Signatures of immune dysfunction in HIV and HCV infection share features with chronic inflammation in aging and persist after viral reduction or elimination. Proceedings of the National Academy of Sciences of the United States of America Lopez Angel, C. J., Pham, E. A., Du, H. n., Vallania, F. n., Fram, B. J., Perez, K. n., Nguyen, T. n., Rosenberg-Hasson, Y. n., Ahmed, A. n., Dekker, C. L., Grant, P. M., Khatri, P. n., Maecker, H. T., Glenn, J. S., Davis, M. M., Furman, D. n. 2021; 118 (14)

Abstract

Chronic inflammation is thought to be a major cause of morbidity and mortality in aging, but whether similar mechanisms underlie dysfunction in infection-associated chronic inflammation is unclear.
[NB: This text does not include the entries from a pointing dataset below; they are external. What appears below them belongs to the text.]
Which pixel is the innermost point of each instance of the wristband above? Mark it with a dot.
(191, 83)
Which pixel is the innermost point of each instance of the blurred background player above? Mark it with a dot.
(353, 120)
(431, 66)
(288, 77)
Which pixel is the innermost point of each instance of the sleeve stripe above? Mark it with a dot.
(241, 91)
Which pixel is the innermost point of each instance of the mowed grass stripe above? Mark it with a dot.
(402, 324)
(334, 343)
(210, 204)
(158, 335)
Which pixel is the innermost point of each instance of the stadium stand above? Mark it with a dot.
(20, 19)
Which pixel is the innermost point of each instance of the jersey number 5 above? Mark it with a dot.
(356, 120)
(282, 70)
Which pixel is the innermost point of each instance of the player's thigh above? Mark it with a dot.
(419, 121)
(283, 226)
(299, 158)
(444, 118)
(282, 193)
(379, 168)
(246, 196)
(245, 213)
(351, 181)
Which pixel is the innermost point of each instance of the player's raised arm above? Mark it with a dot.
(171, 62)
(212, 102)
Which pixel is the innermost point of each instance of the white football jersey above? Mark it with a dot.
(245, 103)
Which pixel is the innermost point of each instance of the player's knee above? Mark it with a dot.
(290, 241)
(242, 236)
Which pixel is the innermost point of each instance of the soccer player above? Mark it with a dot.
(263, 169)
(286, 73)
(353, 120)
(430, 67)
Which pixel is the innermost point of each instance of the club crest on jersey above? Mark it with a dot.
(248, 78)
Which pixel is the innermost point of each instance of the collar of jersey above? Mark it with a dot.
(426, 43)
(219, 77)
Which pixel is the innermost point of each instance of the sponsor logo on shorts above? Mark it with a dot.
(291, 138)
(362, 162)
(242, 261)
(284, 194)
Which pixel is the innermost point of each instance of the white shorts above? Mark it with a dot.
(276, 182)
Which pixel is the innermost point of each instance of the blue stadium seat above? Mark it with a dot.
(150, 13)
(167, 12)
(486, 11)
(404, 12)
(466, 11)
Here, we profiled the immune proteome, and cellular composition and signaling states in a cohort of aging individuals versus a set of HIV patients on long-term antiretroviral therapy therapy or hepatitis C virus (HCV) patients before and after sofosbuvir treatment. We found shared alterations in aging-associated and infection-associated chronic inflammation including T cell memory inflation, up-regulation of intracellular signaling pathways of inflammation, and diminished sensitivity to cytokines in lymphocytes and myeloid cells. In the HIV cohort, these dysregulations were evident despite viral suppression for over 10 y. Viral clearance in the HCV cohort partially restored cellular sensitivity to interferon-a, but many immune system alterations persisted for at least 1 y posttreatment. Our findings indicate that in the HIV and HCV cohorts, a broad remodeling and degradation of the immune system can persist for a year or more, even after the removal or drastic reduction of the pathogen load and that this shares some features of chronic inflammation in aging.